There can be some variations to this like:
- Serve strong and dominate, take the net
- Return aggressively and dominate, take the net
- Junkball, hit short slices and lob him

But still I bet you need to be able to at least defend against his FH to have chances to win. So hit decently CC, open his BH side with such shots, hit to the BH if it seems to get you more points and opportunities.
 

PKorda

Professional
I played a guy who did this to the extreme, was pretty frustrating as this is not easy to combat for someone who does this well, what I tried to do was try to get him moving so he wasn't able to just camp out on the backhand sides and blast shots, this kept him on the run and also can tire him out as he has to constantly move back to get to the position he likes. Also tried to keep the ball low when I could either by slice or just flatter shots when possible.
 

nyta2

Legend
Need to man up and go for it. There’s also an option that opponent is just too good for the OP doing what he does. Because you cannot loose every point once you hit to his FH, and hope to be competitive in that match.

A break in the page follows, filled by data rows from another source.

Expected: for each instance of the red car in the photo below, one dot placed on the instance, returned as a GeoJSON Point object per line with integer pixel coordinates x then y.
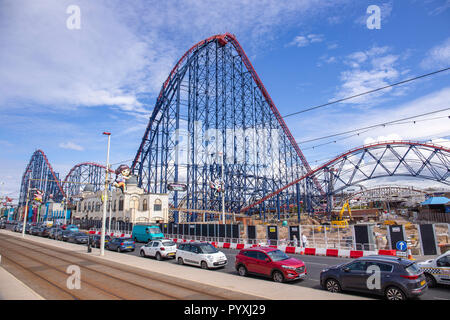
{"type": "Point", "coordinates": [269, 262]}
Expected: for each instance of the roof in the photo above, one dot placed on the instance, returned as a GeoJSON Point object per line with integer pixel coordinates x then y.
{"type": "Point", "coordinates": [436, 200]}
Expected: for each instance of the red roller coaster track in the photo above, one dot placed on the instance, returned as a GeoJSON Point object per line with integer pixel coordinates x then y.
{"type": "Point", "coordinates": [223, 39]}
{"type": "Point", "coordinates": [385, 143]}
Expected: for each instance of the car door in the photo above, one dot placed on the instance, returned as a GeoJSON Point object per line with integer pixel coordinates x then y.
{"type": "Point", "coordinates": [252, 261]}
{"type": "Point", "coordinates": [154, 248]}
{"type": "Point", "coordinates": [195, 255]}
{"type": "Point", "coordinates": [354, 276]}
{"type": "Point", "coordinates": [146, 247]}
{"type": "Point", "coordinates": [443, 264]}
{"type": "Point", "coordinates": [263, 266]}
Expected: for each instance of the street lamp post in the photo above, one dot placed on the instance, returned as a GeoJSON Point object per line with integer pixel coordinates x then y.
{"type": "Point", "coordinates": [26, 209]}
{"type": "Point", "coordinates": [105, 198]}
{"type": "Point", "coordinates": [223, 188]}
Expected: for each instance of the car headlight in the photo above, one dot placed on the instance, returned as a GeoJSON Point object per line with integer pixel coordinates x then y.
{"type": "Point", "coordinates": [288, 267]}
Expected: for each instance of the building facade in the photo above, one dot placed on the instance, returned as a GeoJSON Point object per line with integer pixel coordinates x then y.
{"type": "Point", "coordinates": [130, 207]}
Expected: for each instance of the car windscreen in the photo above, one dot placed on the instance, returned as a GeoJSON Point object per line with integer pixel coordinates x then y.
{"type": "Point", "coordinates": [277, 255]}
{"type": "Point", "coordinates": [155, 230]}
{"type": "Point", "coordinates": [207, 248]}
{"type": "Point", "coordinates": [413, 268]}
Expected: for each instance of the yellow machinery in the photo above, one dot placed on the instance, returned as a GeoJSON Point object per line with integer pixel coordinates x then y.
{"type": "Point", "coordinates": [339, 222]}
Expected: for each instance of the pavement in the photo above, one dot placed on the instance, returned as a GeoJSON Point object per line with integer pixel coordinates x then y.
{"type": "Point", "coordinates": [247, 285]}
{"type": "Point", "coordinates": [12, 288]}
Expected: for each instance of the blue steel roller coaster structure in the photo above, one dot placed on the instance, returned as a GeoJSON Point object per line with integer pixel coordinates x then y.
{"type": "Point", "coordinates": [212, 114]}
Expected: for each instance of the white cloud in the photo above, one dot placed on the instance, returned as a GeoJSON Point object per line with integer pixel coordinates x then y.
{"type": "Point", "coordinates": [370, 69]}
{"type": "Point", "coordinates": [385, 11]}
{"type": "Point", "coordinates": [438, 56]}
{"type": "Point", "coordinates": [122, 49]}
{"type": "Point", "coordinates": [303, 41]}
{"type": "Point", "coordinates": [71, 146]}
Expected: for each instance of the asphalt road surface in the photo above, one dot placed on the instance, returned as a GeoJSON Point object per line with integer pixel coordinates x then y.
{"type": "Point", "coordinates": [314, 265]}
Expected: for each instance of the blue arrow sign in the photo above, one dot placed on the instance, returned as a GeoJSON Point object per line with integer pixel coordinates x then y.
{"type": "Point", "coordinates": [401, 246]}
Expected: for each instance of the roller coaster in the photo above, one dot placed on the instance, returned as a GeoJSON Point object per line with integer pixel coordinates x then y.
{"type": "Point", "coordinates": [213, 117]}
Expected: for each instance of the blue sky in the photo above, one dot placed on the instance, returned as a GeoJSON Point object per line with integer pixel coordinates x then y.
{"type": "Point", "coordinates": [60, 88]}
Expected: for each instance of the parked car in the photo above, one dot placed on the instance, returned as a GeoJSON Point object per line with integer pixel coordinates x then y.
{"type": "Point", "coordinates": [200, 254]}
{"type": "Point", "coordinates": [400, 279]}
{"type": "Point", "coordinates": [34, 230]}
{"type": "Point", "coordinates": [63, 235]}
{"type": "Point", "coordinates": [70, 227]}
{"type": "Point", "coordinates": [269, 262]}
{"type": "Point", "coordinates": [159, 249]}
{"type": "Point", "coordinates": [96, 239]}
{"type": "Point", "coordinates": [437, 271]}
{"type": "Point", "coordinates": [78, 237]}
{"type": "Point", "coordinates": [52, 232]}
{"type": "Point", "coordinates": [43, 232]}
{"type": "Point", "coordinates": [120, 244]}
{"type": "Point", "coordinates": [146, 233]}
{"type": "Point", "coordinates": [18, 227]}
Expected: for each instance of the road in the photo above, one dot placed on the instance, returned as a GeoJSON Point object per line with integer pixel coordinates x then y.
{"type": "Point", "coordinates": [44, 270]}
{"type": "Point", "coordinates": [314, 265]}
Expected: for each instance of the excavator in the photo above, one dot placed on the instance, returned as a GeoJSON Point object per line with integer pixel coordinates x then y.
{"type": "Point", "coordinates": [339, 222]}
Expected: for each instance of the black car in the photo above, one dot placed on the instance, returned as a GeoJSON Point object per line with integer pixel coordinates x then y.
{"type": "Point", "coordinates": [34, 230]}
{"type": "Point", "coordinates": [52, 232]}
{"type": "Point", "coordinates": [43, 232]}
{"type": "Point", "coordinates": [392, 277]}
{"type": "Point", "coordinates": [64, 235]}
{"type": "Point", "coordinates": [78, 237]}
{"type": "Point", "coordinates": [96, 239]}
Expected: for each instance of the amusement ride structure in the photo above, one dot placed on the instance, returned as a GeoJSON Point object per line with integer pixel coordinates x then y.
{"type": "Point", "coordinates": [213, 118]}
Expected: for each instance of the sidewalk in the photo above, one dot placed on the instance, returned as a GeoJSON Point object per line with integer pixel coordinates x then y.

There can be some variations to this like:
- Serve strong and dominate, take the net
- Return aggressively and dominate, take the net
- Junkball, hit short slices and lob him

But still I bet you need to be able to at least defend against his FH to have chances to win. So hit decently CC, open his BH side with such shots, hit to the BH if it seems to get you more points and opportunities.
not a question of “manning up”… without actually practicing it... for me anyway, i needed to practice hitting into the deuce corner from various spots...
 

Dragy

Legend
not a question of “manning up”… without actually practicing it... for me anyway, i needed to practice hitting into the deuce corner from various spots...
I argee but also, I've been that guy who cannot hit CC, all to BH. At least under match pressure. But the moment I forced myself to do it, I won a point. Then again. It didn't feel comfortable at all, but you need to do it.

Doesn't need to be shard sideline-crossing CC, just to that part of the court.

Now if you find out you cannot make the shot at all, you man up and lose the match trying, and then you know what you need to practice. It hurts to loose because you simply cannot place the ball CC, doesn't it? Motivates though.
 

MyFearHand

Professional
They are always on that corner. Trying to hit to their BH when they are over there, can end up spraying the shot wide. Trying to hit to the open court leaves you open to their best shot. I've noticed this as a common strategy for players to try to hit less BHs.

There's no other option than hitting to their forehand. Hit a loopy deep ball there to give yourself plenty of margin and time to recover where you need to on the court. A high deep ball will be difficult to really punish. Then hopefully they'll have opened up their backhand.